Конечно, не без этого, ведь авторы — дети того же серебряного века и язык действительно кастовый. И читатель, в общем, "догадывался" без труда. Хуже было, что он "догадывался" в другую сторону и хотел не думать, а действовать. И действовать своевольно, без удерживающих институтов уже обреченного государства. И тут и профессора литературы, и Боборыкин, и Милюков, прочитай они эту запись дневника, поторопились бы поддакнуть Толстому: "Писателю нельзя вступать в какие-либо добровольные соглашения с тем сбродом заблудших и развращенных людей, называемых у нас правительством". Впрочем, он ведь это и не только в дневнике и не раз писал.
Ну, приговорили с разных сторон "Вехи", не дали русскому человеку поверить в путеводительность этих верстовых столбов. И что же? Так и канула книжка в примечание? В мимолетный литературный курьез? Да ведь нет! Были же зачем-то потом и "Смена вех", и "Из-под глыб", которые все оглядывались, оглядывались на "Вехи". Кажется, последний раз интерес к ним вскинулся было в 1989 году, на их восьмидесятилетие, когда время кипело теми же вопросами, но тут грянула реформа, страна заметалась в небывалых потрясениях, стало не до того, и интерес погас. А уж столетие "Вех" мы просто перемолчали. Решили больше не беспокоить свою "поотъевшуюся" мысль. А заноза все-таки осталась. И об этом хорошо думать как раз в Ясной Поляне.

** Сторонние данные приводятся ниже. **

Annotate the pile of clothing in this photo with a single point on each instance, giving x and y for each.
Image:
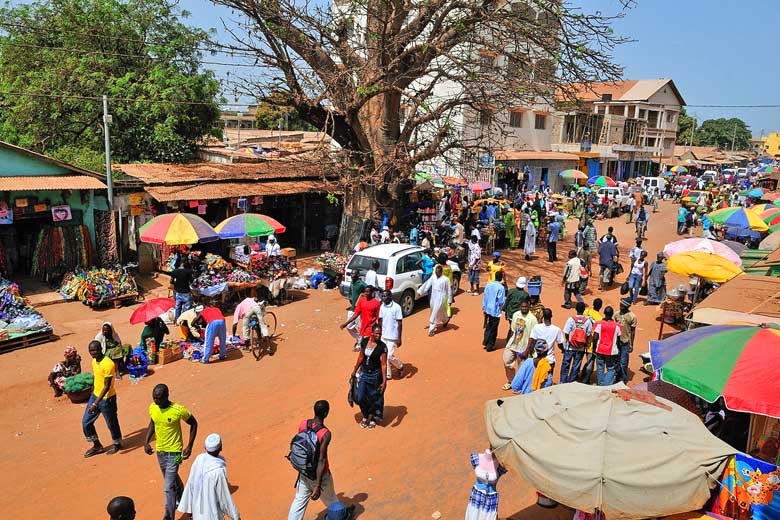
(332, 261)
(16, 313)
(96, 286)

Кажется, мир пошел против Толстого — по пути "ненужного". И хотя бы по языку ("нерусские, выдуманные слова") следовал больше "Вехам", чем Льву Николаевичу. Народ, grand mond, как писатель его с уважительной улыбкой называл, понемногу исчез, сошел на нет: скажешь "народ" и провалишься в какое-то общее место с туманными границами. Интеллигенция в старом либеральном понимании (где по краям Боборыкин и Милюков), кажется, тоже ушла навсегда — в эмиграцию, в лагеря, в неизбежность смерти. А вот эта — "веховская", чье дело как будто сразу провалилось, тем не менее, живет и, меняя фамилии, продолжает договаривать тогдашние мысли.

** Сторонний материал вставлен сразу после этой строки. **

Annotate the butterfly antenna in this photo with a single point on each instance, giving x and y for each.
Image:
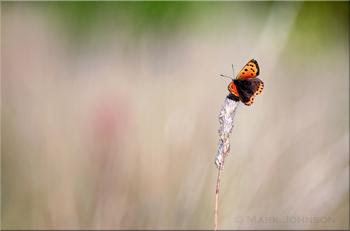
(225, 76)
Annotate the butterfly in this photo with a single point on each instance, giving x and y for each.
(246, 85)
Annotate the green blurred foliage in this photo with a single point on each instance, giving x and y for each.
(319, 26)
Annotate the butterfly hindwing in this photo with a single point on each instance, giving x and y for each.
(250, 70)
(248, 89)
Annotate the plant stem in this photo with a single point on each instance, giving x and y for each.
(217, 199)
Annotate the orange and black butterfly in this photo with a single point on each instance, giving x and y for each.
(246, 85)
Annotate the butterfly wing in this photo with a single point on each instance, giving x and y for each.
(250, 70)
(248, 89)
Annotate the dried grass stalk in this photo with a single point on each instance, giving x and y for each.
(226, 120)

История тороплива. Ей не до глубоких мыслей. Ей некогда вслушиваться в касания вечности. На ее знамени не только сегодня, а и всегда было написано "Всё и сразу!". Тогда как настоящая долгая подлинная жизнь, которая только и вправе ею называться, вершится как раз в этих касаниях. Вот и возвращаемся, где прямо, где позабыв первоисточник, к "Вехам". И не хотим, а додумываем — жизнь заставляет. И язык уже не кажется перемигивающимся и выдуманным, а словно наполняется временем и тревогой. И читаем мы уже, кажется, в тех же текстах, да не то. Уже не общественно-политические смыслы беспокоят нас, а малые личные тревоги. И потому, что никакой политики и общественности давно нет (мы распустили их "на каникулы", чтобы по своей воле пожить), и потому, что не загороженные империей, оказались наедине с собой и Богом. И только учимся отвечать на главные вопросы жизни. Ну, вот что, скажем, темного и подмигивающего в словах С.Н.Булгакова: "Интеллигенция отвергла Христа. Она отвернулась от Его Лика, исторгла из сердца Его образ, лишила себя внутреннего света жизни и платится вместе со своей родиной за эту измену, за это религиозное самоубийство. Но, странно, она не в силах забыть об этой сердечной ране, восстановить душевное равновесие, успокоиться после произведенного над собой опустошения. И эта мятущаяся тревога, эта нездешняя мечта о нездешней правде кладет на нее особый отпечаток, делает ее такой странной, исступленной, неуравновешенной, как бы одержимой".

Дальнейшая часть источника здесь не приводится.